From: Antonio SJ Musumeci <bile@landofbile.com>
To: Ralf Baechle <ralf@linux-mips.org>
Cc: linux-mips@linux-mips.org
Subject: Re: patch: include/asm-mips/system.h __cmpxchg64 bugfix and cleanup
Date: Fri, 13 Oct 2006 09:53:05 -0400 [thread overview]
Message-ID: <452F9A41.4020505@landofbile.com> (raw)
In-Reply-To: <20061013104250.GA16820@linux-mips.org>
Should I apply my patch on top of this one?
Ralf Baechle wrote:
> On Thu, Oct 12, 2006 at 02:03:39PM -0400, bile@landofbile.com wrote:
>
>> In include/asm-mips/system.h __cmpxchg_u64 is doing
>>
>> if(cpu_has_llsc) {
>> } else if(cpu_has_llsc) {
>>
>> the first should be (cpu_has_llsc && R10000_LLSC_WAR).
>>
>> While this probably gets cleaned up during optimization I took
>> the liberty of cleaning up the code along with the fix so it's
>> not doing the double check and only includes the R10000 workaround
>> at compile time.
>
> Please include a Signed-off-by: line when submitting patches.
>
>> diff --git a/include/asm-mips/system.h b/include/asm-mips/system.h
>> index dcb4701..bfae6ff 100644
>> --- a/include/asm-mips/system.h
>> +++ b/include/asm-mips/system.h
>> @@ -206,7 +206,7 @@ static inline unsigned long __xchg_u32(v
>> {
>> __u32 retval;
>>
>> - if (cpu_has_llsc && R10000_LLSC_WAR) {
>> + if (cpu_has_llsc) {
>
> Thanks for spotting this one.
>
>> @@ -216,25 +216,11 @@ static inline unsigned long __xchg_u32(v
>> " move %2, %z4 \n"
>> " .set mips3 \n"
>> " sc %2, %1 \n"
>> +#ifdef R10000_LLSC_WAR
>
> This isn't quite right since R10000_LLSC_WAR is defined to 0 if the
> workaround is not enabled, so "#if R10000_LLSC_WAR" would be needed
> here.
>
>> " beqzl %2, 1b \n"
>> -#ifdef CONFIG_SMP
>> - " sync \n"
>> -#endif
>
> Now the real reason why I don't want to apply your patch is below patch
> which is playing fancy tricks with the branch prediction of modern
> processors.
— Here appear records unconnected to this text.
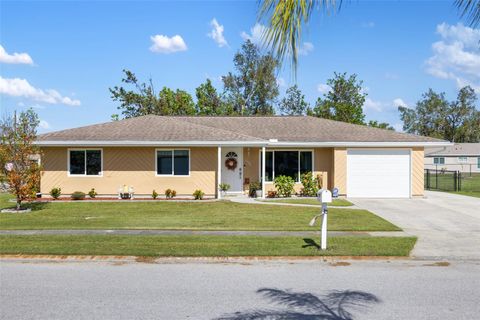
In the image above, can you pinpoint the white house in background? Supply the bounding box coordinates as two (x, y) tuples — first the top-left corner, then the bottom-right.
(425, 143), (480, 173)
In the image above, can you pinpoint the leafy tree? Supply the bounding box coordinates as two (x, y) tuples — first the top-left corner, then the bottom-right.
(398, 86), (480, 142)
(222, 40), (278, 115)
(0, 109), (40, 210)
(109, 70), (195, 120)
(195, 79), (232, 116)
(367, 120), (395, 130)
(280, 85), (309, 115)
(309, 72), (367, 124)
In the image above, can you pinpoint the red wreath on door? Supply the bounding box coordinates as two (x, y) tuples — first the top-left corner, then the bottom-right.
(225, 158), (237, 171)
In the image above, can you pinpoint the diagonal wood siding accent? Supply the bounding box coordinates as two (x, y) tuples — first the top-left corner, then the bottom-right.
(412, 148), (425, 196)
(41, 147), (217, 195)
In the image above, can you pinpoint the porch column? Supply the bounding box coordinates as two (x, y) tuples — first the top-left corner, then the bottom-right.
(262, 147), (265, 199)
(217, 146), (222, 199)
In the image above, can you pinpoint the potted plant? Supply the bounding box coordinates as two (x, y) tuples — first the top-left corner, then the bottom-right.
(218, 183), (230, 196)
(248, 182), (262, 198)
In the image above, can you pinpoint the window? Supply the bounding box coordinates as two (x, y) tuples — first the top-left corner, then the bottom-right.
(260, 150), (313, 182)
(156, 149), (190, 176)
(433, 157), (445, 164)
(68, 149), (102, 176)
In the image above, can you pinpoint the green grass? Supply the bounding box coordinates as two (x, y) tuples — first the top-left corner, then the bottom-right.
(0, 195), (401, 231)
(0, 235), (416, 257)
(259, 198), (353, 207)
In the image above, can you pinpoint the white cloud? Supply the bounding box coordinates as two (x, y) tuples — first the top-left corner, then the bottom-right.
(150, 34), (187, 54)
(298, 42), (313, 56)
(38, 120), (50, 129)
(426, 23), (480, 92)
(240, 23), (267, 45)
(0, 76), (80, 106)
(317, 83), (332, 94)
(363, 98), (383, 111)
(207, 18), (228, 48)
(393, 98), (408, 108)
(362, 21), (375, 28)
(0, 45), (33, 64)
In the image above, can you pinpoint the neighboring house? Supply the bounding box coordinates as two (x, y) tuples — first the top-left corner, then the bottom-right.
(425, 143), (480, 173)
(37, 115), (450, 197)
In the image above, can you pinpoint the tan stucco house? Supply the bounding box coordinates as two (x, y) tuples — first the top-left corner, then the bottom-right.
(37, 115), (450, 197)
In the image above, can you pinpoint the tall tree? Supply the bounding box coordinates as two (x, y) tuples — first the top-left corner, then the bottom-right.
(109, 70), (195, 119)
(310, 72), (367, 124)
(222, 40), (278, 115)
(398, 86), (480, 142)
(280, 85), (309, 115)
(195, 79), (232, 116)
(0, 109), (40, 210)
(258, 0), (480, 74)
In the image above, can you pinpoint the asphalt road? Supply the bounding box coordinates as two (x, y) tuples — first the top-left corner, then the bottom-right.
(0, 260), (480, 320)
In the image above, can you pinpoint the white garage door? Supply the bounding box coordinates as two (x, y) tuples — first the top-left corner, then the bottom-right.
(347, 149), (411, 198)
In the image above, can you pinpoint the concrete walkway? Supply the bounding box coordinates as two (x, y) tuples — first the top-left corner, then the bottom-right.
(0, 229), (408, 237)
(349, 191), (480, 260)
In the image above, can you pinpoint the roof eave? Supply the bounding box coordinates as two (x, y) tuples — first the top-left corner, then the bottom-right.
(35, 140), (453, 148)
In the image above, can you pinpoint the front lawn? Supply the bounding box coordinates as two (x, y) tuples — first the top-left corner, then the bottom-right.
(0, 194), (400, 231)
(258, 198), (353, 207)
(0, 235), (416, 257)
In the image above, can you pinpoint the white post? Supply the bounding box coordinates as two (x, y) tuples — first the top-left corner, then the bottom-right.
(217, 146), (222, 199)
(262, 147), (265, 199)
(321, 203), (328, 250)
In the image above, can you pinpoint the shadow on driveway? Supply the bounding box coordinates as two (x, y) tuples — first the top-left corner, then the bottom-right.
(217, 288), (381, 320)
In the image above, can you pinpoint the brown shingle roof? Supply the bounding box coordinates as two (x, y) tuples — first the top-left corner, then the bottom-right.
(38, 115), (445, 142)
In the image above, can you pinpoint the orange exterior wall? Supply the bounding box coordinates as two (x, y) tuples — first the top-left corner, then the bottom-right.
(40, 147), (217, 195)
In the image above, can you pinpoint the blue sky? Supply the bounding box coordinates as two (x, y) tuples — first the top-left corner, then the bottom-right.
(0, 0), (480, 132)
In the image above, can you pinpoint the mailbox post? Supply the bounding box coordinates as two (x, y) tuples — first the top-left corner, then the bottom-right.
(310, 189), (332, 250)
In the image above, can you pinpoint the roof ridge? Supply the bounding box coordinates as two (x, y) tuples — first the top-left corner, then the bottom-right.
(172, 116), (266, 141)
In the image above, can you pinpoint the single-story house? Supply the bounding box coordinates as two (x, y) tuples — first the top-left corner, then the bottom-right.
(425, 143), (480, 173)
(37, 115), (450, 198)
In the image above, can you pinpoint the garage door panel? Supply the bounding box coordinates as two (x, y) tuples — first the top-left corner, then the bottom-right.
(347, 149), (410, 198)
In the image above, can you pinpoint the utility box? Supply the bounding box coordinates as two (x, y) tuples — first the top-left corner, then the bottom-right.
(317, 189), (332, 203)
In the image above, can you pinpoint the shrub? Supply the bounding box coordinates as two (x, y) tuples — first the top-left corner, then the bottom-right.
(273, 176), (295, 197)
(193, 190), (205, 200)
(248, 182), (262, 198)
(300, 172), (318, 197)
(267, 190), (278, 198)
(88, 188), (98, 198)
(71, 191), (85, 200)
(50, 187), (62, 199)
(218, 183), (230, 192)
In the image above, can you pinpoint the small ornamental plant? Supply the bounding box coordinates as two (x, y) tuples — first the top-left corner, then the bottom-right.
(273, 176), (295, 197)
(50, 187), (62, 200)
(193, 190), (205, 200)
(70, 191), (85, 200)
(88, 188), (98, 199)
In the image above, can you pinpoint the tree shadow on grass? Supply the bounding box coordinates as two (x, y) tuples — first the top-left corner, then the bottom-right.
(217, 288), (381, 320)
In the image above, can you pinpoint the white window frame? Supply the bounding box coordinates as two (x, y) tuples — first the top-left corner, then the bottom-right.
(67, 148), (103, 178)
(433, 157), (445, 166)
(258, 149), (315, 184)
(155, 148), (192, 178)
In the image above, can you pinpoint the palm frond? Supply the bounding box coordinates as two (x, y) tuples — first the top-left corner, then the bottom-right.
(455, 0), (480, 28)
(258, 0), (342, 76)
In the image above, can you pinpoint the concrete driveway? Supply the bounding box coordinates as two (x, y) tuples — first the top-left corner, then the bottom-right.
(350, 191), (480, 260)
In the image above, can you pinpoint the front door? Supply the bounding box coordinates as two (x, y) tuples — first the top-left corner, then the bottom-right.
(222, 148), (243, 193)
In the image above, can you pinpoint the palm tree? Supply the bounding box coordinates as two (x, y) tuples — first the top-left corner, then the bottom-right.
(258, 0), (480, 74)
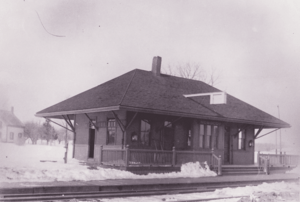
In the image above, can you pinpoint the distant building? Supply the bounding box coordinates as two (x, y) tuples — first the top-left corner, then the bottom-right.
(0, 107), (24, 142)
(36, 57), (290, 166)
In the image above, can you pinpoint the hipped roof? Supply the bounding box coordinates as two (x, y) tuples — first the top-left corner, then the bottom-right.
(0, 110), (24, 127)
(36, 69), (290, 128)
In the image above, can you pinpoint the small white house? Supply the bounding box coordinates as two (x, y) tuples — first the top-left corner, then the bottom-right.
(0, 107), (24, 142)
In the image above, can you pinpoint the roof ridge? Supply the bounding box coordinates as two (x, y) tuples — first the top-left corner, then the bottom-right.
(119, 69), (137, 105)
(188, 97), (224, 117)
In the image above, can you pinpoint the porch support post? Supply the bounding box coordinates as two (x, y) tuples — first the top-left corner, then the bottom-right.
(46, 118), (74, 132)
(84, 113), (99, 130)
(172, 147), (176, 167)
(218, 155), (222, 175)
(62, 115), (75, 132)
(125, 145), (130, 168)
(254, 127), (263, 139)
(99, 145), (103, 164)
(111, 111), (126, 149)
(125, 112), (138, 129)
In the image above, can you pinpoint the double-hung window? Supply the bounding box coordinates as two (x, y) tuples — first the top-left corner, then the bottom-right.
(199, 124), (205, 148)
(9, 132), (14, 140)
(199, 124), (219, 149)
(107, 119), (116, 144)
(238, 130), (246, 150)
(140, 119), (151, 145)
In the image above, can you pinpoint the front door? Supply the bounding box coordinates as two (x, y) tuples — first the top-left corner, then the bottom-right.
(224, 127), (232, 164)
(88, 128), (95, 158)
(163, 127), (174, 150)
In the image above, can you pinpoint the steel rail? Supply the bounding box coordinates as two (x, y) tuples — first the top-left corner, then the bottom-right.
(0, 180), (298, 202)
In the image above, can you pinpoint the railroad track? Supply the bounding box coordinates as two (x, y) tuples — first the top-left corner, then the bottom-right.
(0, 183), (266, 202)
(0, 179), (299, 202)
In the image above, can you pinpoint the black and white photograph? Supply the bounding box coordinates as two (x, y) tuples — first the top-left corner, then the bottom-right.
(0, 0), (300, 202)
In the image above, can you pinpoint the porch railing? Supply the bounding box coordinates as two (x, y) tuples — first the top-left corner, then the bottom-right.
(258, 156), (270, 175)
(257, 152), (300, 166)
(99, 146), (222, 174)
(211, 153), (222, 175)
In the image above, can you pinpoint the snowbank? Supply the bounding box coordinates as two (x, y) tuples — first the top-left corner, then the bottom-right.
(286, 166), (300, 175)
(0, 143), (216, 182)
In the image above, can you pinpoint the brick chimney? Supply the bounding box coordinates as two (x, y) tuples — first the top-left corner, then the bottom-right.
(152, 56), (161, 76)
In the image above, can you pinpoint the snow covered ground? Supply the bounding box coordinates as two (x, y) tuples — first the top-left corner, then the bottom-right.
(0, 143), (300, 202)
(0, 143), (216, 182)
(88, 182), (300, 202)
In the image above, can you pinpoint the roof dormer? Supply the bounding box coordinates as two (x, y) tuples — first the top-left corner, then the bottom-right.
(183, 92), (227, 104)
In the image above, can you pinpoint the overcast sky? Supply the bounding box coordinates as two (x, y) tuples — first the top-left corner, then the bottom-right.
(0, 0), (300, 147)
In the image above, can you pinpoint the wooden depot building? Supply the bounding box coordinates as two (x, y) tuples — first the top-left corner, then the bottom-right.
(36, 57), (290, 174)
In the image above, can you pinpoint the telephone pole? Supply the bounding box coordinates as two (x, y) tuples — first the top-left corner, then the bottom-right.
(277, 105), (281, 154)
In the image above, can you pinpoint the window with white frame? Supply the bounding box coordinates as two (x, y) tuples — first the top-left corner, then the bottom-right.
(199, 124), (205, 148)
(199, 124), (219, 149)
(213, 126), (219, 148)
(140, 119), (151, 145)
(238, 130), (246, 150)
(204, 125), (212, 149)
(107, 119), (116, 144)
(9, 132), (14, 140)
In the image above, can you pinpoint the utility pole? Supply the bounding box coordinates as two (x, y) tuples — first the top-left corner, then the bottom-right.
(275, 130), (277, 155)
(277, 105), (281, 154)
(64, 122), (69, 163)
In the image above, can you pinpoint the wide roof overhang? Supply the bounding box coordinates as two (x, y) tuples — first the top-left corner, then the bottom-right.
(35, 106), (291, 128)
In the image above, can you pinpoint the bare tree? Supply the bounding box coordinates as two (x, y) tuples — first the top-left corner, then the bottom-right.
(0, 86), (9, 109)
(165, 62), (220, 86)
(24, 121), (43, 144)
(43, 120), (57, 144)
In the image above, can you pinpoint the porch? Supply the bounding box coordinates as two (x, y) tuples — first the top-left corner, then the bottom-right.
(93, 146), (300, 175)
(99, 146), (222, 175)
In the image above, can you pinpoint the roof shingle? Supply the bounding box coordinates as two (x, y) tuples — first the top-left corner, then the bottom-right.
(37, 69), (289, 127)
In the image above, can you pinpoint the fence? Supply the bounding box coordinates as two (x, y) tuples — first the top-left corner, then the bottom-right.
(257, 152), (300, 166)
(100, 146), (222, 174)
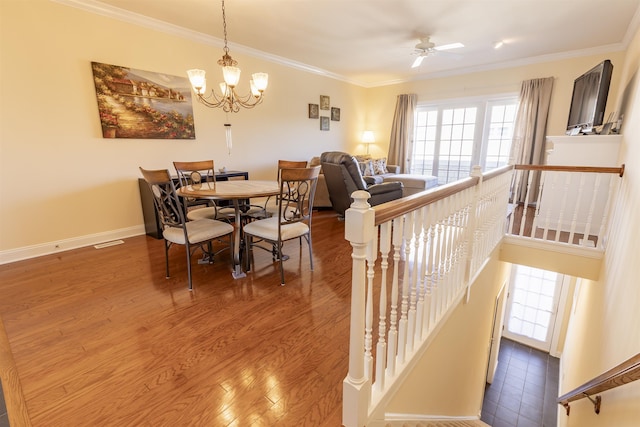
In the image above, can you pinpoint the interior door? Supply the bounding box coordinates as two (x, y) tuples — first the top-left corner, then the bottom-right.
(503, 265), (563, 352)
(487, 283), (507, 384)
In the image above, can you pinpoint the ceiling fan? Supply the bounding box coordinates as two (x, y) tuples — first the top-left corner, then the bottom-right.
(411, 36), (464, 68)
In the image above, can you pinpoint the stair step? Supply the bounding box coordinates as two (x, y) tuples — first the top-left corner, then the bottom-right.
(403, 420), (491, 427)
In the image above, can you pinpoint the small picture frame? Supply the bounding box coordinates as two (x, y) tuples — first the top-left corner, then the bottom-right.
(320, 116), (329, 130)
(309, 104), (320, 119)
(331, 107), (340, 122)
(320, 95), (331, 110)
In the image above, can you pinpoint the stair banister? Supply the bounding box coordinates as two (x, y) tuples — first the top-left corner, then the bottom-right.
(557, 353), (640, 415)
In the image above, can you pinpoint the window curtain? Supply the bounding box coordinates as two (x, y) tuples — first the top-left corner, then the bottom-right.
(387, 93), (418, 173)
(510, 77), (553, 203)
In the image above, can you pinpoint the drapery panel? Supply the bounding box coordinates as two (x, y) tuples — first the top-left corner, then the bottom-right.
(387, 93), (418, 173)
(510, 77), (553, 202)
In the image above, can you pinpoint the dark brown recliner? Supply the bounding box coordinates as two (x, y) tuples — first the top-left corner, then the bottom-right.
(320, 151), (402, 216)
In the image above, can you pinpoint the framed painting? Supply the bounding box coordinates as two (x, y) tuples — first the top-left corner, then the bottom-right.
(320, 95), (331, 110)
(309, 104), (320, 119)
(91, 62), (196, 139)
(320, 116), (329, 130)
(331, 107), (340, 122)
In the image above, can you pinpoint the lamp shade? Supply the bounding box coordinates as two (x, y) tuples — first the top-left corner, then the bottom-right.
(222, 66), (240, 87)
(187, 69), (207, 94)
(362, 130), (376, 144)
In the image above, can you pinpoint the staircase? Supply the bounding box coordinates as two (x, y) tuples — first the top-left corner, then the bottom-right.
(385, 420), (490, 427)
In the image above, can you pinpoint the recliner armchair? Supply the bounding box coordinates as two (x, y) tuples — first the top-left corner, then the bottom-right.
(320, 151), (402, 217)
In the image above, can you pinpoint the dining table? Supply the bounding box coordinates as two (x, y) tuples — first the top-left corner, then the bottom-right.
(177, 179), (280, 279)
The R10000 ll/sc workaround _relies_ on the missprediction
> of the branch likely branch to work correctly, so this optimization
> could not be applied to it that is we need two different versions.
>
> Ralf
>
> commit 23d60625d8a383a7faf632a50c2298c9c65aa0b2
> Author: Ralf Baechle <ralf@linux-mips.org>
> Date: Thu Sep 28 01:45:21 2006 +0100
>
> [MIPS] Improve branch prediction in ll/sc atomic operations.
>
> Now that finally all supported versions of binutils have functioning
> support for .subsection use .subsection to tweak the branch prediction
>
> I did not modify the R10000 errata variants because it seems unclear if
> this will invalidate the workaround which actually relies on the cheesy
> prediction of branch likely to cause a misspredict if the sc was
> successful.
>
> Signed-off-by: Ralf Baechle <ralf@linux-mips.org>
>
> diff --git a/include/asm-mips/atomic.h b/include/asm-mips/atomic.h
> index e64abc0..91bf6a7 100644
> --- a/include/asm-mips/atomic.h
> +++ b/include/asm-mips/atomic.h
> @@ -9,7 +9,7 @@
> * License. See the file "COPYING" in the main directory of this archive
> * for more details.
> *
> - * Copyright (C) 1996, 97, 99, 2000, 03, 04 by Ralf Baechle
> + * Copyright (C) 1996, 97, 99, 2000, 03, 04, 06 Ralf Baechle
> */
>
> /*
> @@ -76,7 +76,10 @@ static __inline__ void atomic_add(int i,
> "1: ll %0, %1 # atomic_add \n"
> " addu %0, %2 \n"
> " sc %0, %1 \n"
> - " beqz %0, 1b \n"
> + " beqz %0, 2f \n"
> + " .subsection 2 \n"
> + "2: b 1b \n"
> + " .previous \n"
> " .set mips0 \n"
> : "=&r" (temp), "=m" (v->counter)
> : "Ir" (i), "m" (v->counter));
> @@ -118,7 +121,10 @@ static __inline__ void atomic_sub(int i,
> "1: ll %0, %1 # atomic_sub \n"
> " subu %0, %2 \n"
> " sc %0, %1 \n"
> - " beqz %0, 1b \n"
> + " beqz %0, 2f \n"
> + " .subsection 2 \n"
> + "2: b 1b \n"
> + " .previous \n"
> " .set mips0 \n"
> : "=&r" (temp), "=m" (v->counter)
> : "Ir" (i), "m" (v->counter));
> @@ -161,9 +167,12 @@ static __inline__ int atomic_add_return(
> "1: ll %1, %2 # atomic_add_return \n"
> " addu %0, %1, %3 \n"
> " sc %0, %2 \n"
> - " beqz %0, 1b \n"
> + " beqz %0, 2f \n"
> " addu %0, %1, %3 \n"
> " sync \n"
> + " .subsection 2 \n"
> + "2: b 1b \n"
> + " .previous \n"
> " .set mips0 \n"
> : "=&r" (result), "=&r" (temp), "=m" (v->counter)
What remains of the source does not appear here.